Tarih boyunca yapılan katliamlar isyanı erteletmiş fakat bastıramamıştır ki Kürdlerin tarihi başkaldırı ve isyanlar tarihidir. Zalimlere ve zulme karşı sessiz kalmamış ve boyun eğmemiştir. Yenilgiler yaşansa da Kürd milletinin iradesi kırılamamıştır. Dört parça Kürdistan’ın her parçasında işgalci devletler, Kürdlerin iradesini içten kırmak için İsrail’in MOSSAD-Hamas planını uygulayarak yerel işbirlikçi örgütleri devreye soktular. Görünürde karşıt gibi olsalar da bu örgütler işgalci devletlerin elinde bir enstrüman işlevi gördü. Kürd mücadelesini boşa çıkarmak için dinsel ve ideolojik tandanslı bu örgütler üzerinden paramiliter bir güç sağlamayı şimdilik başarmış gibi görünüyorlar. Güney Kürdistan bağımsızlık referandumu bu örgütlerin gerçek yüzünü ve kimlere hizmet ettiğini net bir şekilde ortaya çıkardı. Bu örgütlerin ihanetini Şengal’de, Kerkük’te ve Efrin’de daha net gördük. İşgalci ve sömürgeci devletlerin Kürd mücadelesini boğması için ne gerekiyorsa yapılmıştır. Kürdlerin devletleşmesindense işgalci devletlerin egemenliği savunulmuş ve desteklenmiştir. Bu ihanetlerini de ya ideolojik ya da dinsel kılıf giydirerek saklamaya çalıştılar.

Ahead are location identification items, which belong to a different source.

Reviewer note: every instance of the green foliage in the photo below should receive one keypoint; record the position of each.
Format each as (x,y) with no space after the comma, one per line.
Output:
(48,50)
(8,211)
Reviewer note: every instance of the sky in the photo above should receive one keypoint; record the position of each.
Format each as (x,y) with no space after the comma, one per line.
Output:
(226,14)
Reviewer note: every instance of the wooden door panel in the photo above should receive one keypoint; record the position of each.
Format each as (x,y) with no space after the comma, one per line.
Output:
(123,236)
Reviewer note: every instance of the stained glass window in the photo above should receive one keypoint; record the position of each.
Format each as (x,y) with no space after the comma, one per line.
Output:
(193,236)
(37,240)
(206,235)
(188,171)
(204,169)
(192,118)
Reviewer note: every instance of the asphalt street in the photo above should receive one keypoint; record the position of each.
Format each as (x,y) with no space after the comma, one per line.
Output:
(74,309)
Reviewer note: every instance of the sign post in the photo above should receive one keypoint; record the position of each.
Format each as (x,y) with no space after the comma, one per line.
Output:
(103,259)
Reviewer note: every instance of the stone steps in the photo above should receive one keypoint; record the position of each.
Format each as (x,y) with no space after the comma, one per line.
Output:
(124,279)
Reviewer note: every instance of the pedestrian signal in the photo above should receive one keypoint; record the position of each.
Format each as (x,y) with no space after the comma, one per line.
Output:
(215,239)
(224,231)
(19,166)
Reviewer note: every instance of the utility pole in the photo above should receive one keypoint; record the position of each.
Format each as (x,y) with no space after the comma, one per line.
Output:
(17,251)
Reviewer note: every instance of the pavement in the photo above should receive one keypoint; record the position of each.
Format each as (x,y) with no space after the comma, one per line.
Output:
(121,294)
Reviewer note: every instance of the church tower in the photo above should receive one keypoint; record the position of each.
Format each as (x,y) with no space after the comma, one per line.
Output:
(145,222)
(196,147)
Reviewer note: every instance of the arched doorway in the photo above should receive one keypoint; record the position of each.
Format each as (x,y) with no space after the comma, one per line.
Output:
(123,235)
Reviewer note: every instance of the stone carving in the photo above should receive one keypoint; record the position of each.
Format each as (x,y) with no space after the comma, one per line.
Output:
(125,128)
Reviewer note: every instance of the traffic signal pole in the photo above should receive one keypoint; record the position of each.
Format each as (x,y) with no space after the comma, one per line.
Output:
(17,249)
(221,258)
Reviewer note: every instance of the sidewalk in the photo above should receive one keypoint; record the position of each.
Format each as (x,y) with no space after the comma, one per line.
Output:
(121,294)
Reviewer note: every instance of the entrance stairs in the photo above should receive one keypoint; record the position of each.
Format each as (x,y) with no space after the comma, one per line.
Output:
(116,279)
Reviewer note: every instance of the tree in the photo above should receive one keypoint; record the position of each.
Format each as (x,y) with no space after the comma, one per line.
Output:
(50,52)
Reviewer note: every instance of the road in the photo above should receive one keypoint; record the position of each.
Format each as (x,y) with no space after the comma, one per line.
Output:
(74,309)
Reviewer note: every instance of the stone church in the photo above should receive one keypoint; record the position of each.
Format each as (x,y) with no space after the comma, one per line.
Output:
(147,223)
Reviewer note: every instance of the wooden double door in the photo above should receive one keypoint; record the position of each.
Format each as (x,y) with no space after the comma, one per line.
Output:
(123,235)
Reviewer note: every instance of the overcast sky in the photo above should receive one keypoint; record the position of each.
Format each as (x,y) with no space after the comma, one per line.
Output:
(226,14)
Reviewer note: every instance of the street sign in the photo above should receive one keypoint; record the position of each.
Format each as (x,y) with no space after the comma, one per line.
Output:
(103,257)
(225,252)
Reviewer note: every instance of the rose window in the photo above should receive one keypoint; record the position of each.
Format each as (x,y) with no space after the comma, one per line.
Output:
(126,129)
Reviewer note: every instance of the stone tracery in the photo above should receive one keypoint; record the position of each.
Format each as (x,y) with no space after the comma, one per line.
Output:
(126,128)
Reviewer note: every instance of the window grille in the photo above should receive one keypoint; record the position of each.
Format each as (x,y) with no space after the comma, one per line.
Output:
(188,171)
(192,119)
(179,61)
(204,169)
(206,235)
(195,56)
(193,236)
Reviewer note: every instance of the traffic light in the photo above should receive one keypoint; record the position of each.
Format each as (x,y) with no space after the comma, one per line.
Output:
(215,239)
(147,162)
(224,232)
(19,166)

Sömürgeci devletler koordine biçimde ve paralel politikalarla abluka altına aldıkları tek kazanımımız olan Kürdistan’ı boğmaya çalışırken, onlar Barzanî düşmanlığı üzerinden ihanetlerine gerekçe uydurmaya çalıştılar. Oysa Kürdler ezici bir çoğunlukla bağımsızlık isteklerini demokratik normlarda dünya milletleri nezdinde tescil ettiler. Bu sonuç hiçbir güç tarafından değiştirilemez ve geriye döndürülemez. Mesut Barzanî de bu süreci başlatmakla adını tarihe altın harflerle yazdırmıştır. İhanetçi örgüt ve şahıslar ise yüzkarası olarak tarihin kapkara sayfalarında lanetlenmek üzere yer almışlardır, bu da silinemez.
Bu yaşanan sürecin olumlu sonuçları da olmuştur. Bir ayrışmanın başlangıcı olmuştur. Kürdistanî olmayan güç ve örgütlerin ayıklanması, marjinalleşmesi ve giderek yok olmasının başladığı bir evre yaşanıyor. Egemen devletlerin elinde entegrasyon enstrümanı olarak kullanılan bu örgütlerin son çırpınışları onları yok olmaktan kurtaramayacaktır. İdeolojik ve dinsel argümanlar bu yok oluşu ertelemeye yönelik birer fantezi olarak kalacaktır. Mesele Kürd milletinin devletleşmesi toprakları üzerinde egemen tek güç olması ise, ideolojik belirlemelerin veya dini telkinlerin hiçbir anlamı olamaz.
Güney Kürdistan’da merkezi Irak seçimlerinde halk bu ihanetçi partileri cezalandırmıştır, 30 Eylül’de yapılacak yerel seçimler bu ihanetçi parti ve örgütlerin sonu olacaktır. Bağımsızlık karşıtlığı karşılıksız bırakılmamıştır ve kalmayacaktır.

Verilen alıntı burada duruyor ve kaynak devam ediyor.